12 A.3d 53

STATE of Maine v. John M. DOMINIQUE.

No. Han-10-223.Supreme Judicial Court of Maine.Submitted on Briefs: January 27, 2011.
Decided: February 8, 2011.

Wayne R. Foote, Esq., Law Offices of Wayne R. Foote, PA, Bangor, ME, for John Dominique.

Michael E. Povich, District Attorney, Jacqueline L. Smith, Asst. Dist. Atty., Prosecutorial District No. VII, Ellsworth, ME, for the State of Maine.

Panel: ALEXANDER, LEVY, MEAD, GORMAN, and JABAR, JJ.

Prior report: 960 A.2d 1160.

PER CURIAM.

[¶ 1] John M. Dominique appeals from a judgment of the Superior Court (Hancock County, Cuddy, J.), following a jury verdict convicting him of operating under the influence (Class D), 29-A M.R.S. § 2411(1-A)(A) (2007).[1] We dismiss Dominique’s appeal for his failure to timely prepare and file an appendix in compliance with M.R.App.
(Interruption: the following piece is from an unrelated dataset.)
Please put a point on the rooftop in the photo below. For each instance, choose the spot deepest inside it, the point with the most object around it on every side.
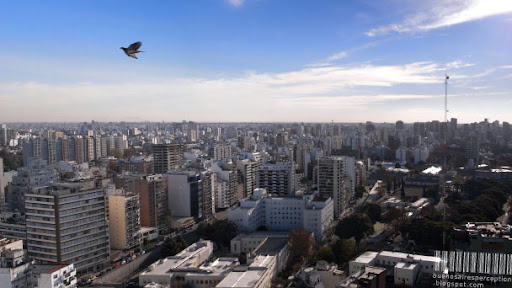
(246, 279)
(366, 257)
P. 8. Pursuant to M.R.App. P. 8(j), “The failure to file an appendix, or the failure to include in the appendix any document required to be included as set out in this rule, may result in the dismissal of the appeal or other sanction.” See also State v. Ross, 2004 ME 12, ¶ 1, 841 A.2d 814, 814.[2]

Page 54

The entry is:

Appeal dismissed.

[1] Title 29-A M.R.S. § 2411(1-A)(A) (2007) has since been amended, though that amendment is not relevant in the present case. P.L. 2009, ch. 447, § 37 (effective Sept. 12, 2009) (codified at 29-A M.R.S. § 2411(1-A)(A) (2010)).
[2] We note, after a thorough review of Dominique’s arguments on appeal and the record, that were we to ignore Dominique’s failure to timely file a proper appendix and reach the appeal on its merits, we would affirm his conviction because (1) the court did not clearly err nor abuse its discretion to the prejudice of Dominique in allowing testimony regarding vertical gaze nystagmus, see State v. Taylor, 1997 ME 81, H 10, 694 A.2d 907, 910; (2) the court did not clearly err in permitting a testifying witness to refresh his recollection using a police report he had authored, see State v. Hamel, 2007 ME 18, 113, 913 A.2d 1287, 1288; and (3) Dominique was not prejudiced by statements made in the State’s closing argument to the jury because “it is highly probable that the jury’s determination of guilt was unaffected by the prosecutor’s comments,” see State v. Pelletier, 673 A.2d 1327, 1330 (Me. 1996) (citations omitted).